AI agents

Agent observability: seven signals we wire before launch

Every agent we ship gets the same seven dashboards before it sees a customer. Here is what we monitor, the Grafana queries we run, and the thresholds that wake us up.

Jacob Molkenboer· Founder · A Brand New Company· 7 Jun 2026· 9 min

Brass switchboard with seven cream paper tags, one glowing chartreuse patch cord, red wax seal on ivory paper.

It is 2:17 in the morning when the on-call phone goes off. An invoice-chase agent has burned €1,400 in model spend over the last forty minutes. A Shopify webhook started returning empty arrays at 1:31, and the agent decided that on the next loop it would find the missing order. It never found it. It kept looking, and it kept paying for the privilege.

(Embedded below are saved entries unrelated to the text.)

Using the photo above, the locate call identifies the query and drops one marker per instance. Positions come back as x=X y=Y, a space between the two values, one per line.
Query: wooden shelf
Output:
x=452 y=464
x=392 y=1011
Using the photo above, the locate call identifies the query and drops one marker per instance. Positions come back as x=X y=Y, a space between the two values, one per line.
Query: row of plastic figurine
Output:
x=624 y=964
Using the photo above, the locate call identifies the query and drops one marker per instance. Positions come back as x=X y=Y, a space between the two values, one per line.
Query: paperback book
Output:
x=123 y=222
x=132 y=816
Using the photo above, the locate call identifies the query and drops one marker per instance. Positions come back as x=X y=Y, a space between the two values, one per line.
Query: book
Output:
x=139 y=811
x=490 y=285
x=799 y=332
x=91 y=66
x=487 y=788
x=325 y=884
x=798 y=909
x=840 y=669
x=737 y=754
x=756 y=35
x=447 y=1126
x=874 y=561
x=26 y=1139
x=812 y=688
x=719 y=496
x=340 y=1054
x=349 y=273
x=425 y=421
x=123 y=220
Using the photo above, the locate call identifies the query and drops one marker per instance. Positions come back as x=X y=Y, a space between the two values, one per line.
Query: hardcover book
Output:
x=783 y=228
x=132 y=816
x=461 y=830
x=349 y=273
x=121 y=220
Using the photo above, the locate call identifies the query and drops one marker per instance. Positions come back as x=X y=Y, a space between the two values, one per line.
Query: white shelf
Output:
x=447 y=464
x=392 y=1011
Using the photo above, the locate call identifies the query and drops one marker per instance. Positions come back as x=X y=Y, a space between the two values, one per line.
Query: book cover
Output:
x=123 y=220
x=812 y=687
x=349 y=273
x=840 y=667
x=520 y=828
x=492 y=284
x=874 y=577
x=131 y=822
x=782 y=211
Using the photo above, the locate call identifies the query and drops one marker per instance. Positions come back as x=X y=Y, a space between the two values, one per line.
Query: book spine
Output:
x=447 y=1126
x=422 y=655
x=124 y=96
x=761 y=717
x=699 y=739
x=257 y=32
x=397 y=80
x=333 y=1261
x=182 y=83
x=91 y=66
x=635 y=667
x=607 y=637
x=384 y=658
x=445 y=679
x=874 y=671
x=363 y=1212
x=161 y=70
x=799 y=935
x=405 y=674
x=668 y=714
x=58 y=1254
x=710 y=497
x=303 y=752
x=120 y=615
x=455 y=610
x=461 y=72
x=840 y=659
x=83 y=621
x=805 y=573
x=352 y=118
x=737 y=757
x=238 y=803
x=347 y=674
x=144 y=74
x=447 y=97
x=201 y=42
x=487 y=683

That is the failure mode agent observability has to catch before it happens. Not the model getting confused. The infrastructure under the model going sideways while the model keeps talking.

This is the field guide for the seven observability panels we wire into every agent dashboard before a single customer reaches it. Each one with the Grafana query we actually run and the threshold that actually pages us.

The instrumentation under the panels

Before the seven panels, a word on what produces the data. Every agent we ship in 2026 emits OpenTelemetry traces for each conversation and Prometheus metrics from a thin middleware that wraps the model client and every tool. The tracing layer gives us per-conversation forensics when an alert fires. The metrics layer gives us the dashboards.

The counters and histograms below all live in that middleware. You write them once. Every agent the team ships afterwards inherits the dashboard for free. If you take one structural choice from this post, take that one.

1. Cost per resolved conversation

Token spend is not billing trivia. It is the cleanest cost signal in agent observability, and the cleanest sign that an agent is stuck.

A healthy customer-support agent at the studio costs us around €0.04 per resolved conversation on Sonnet 4.5, with a long tail running to about €0.12. Anything over €0.30 is either a genuinely hard ticket or a loop. Either way, we want to know.

sum by (agent_id) (
  rate(agent_tokens_total{kind="output"}[5m]) * 15
  + rate(agent_tokens_total{kind="input"}[5m]) * 3
) / 1e6

Rates in dollars per second, with per-model pricing baked into the constants (we update those when the provider updates pricing). We page when the per-conversation average over a five-minute window exceeds 4× the seven-day baseline. Not an absolute threshold. The baseline drifts with feature work, and you want the alert to drift with it. The same panel also catches a quieter failure: an agent configured for Sonnet that silently routes to Opus because a fallback fired. Cost per conversation triples and the chart tells you why.

2. Per-tool error rate

The single biggest source of silent agent failure is a tool that suddenly returns garbage. Empty arrays instead of orders. 200 OK with an HTML error page in the body. A schema change the agent doesn't know about.

We instrument every tool call with both a counter and a histogram, tagged with tool and error_class. The panel breaks error rate out per tool, one line each, because a 6% error rate across all tools could be one tool at 60% and the rest at zero. You need to see that on the same screen.

sum by (tool) (rate(agent_tool_call_errors_total[5m]))
/
sum by (tool) (rate(agent_tool_call_total[5m]))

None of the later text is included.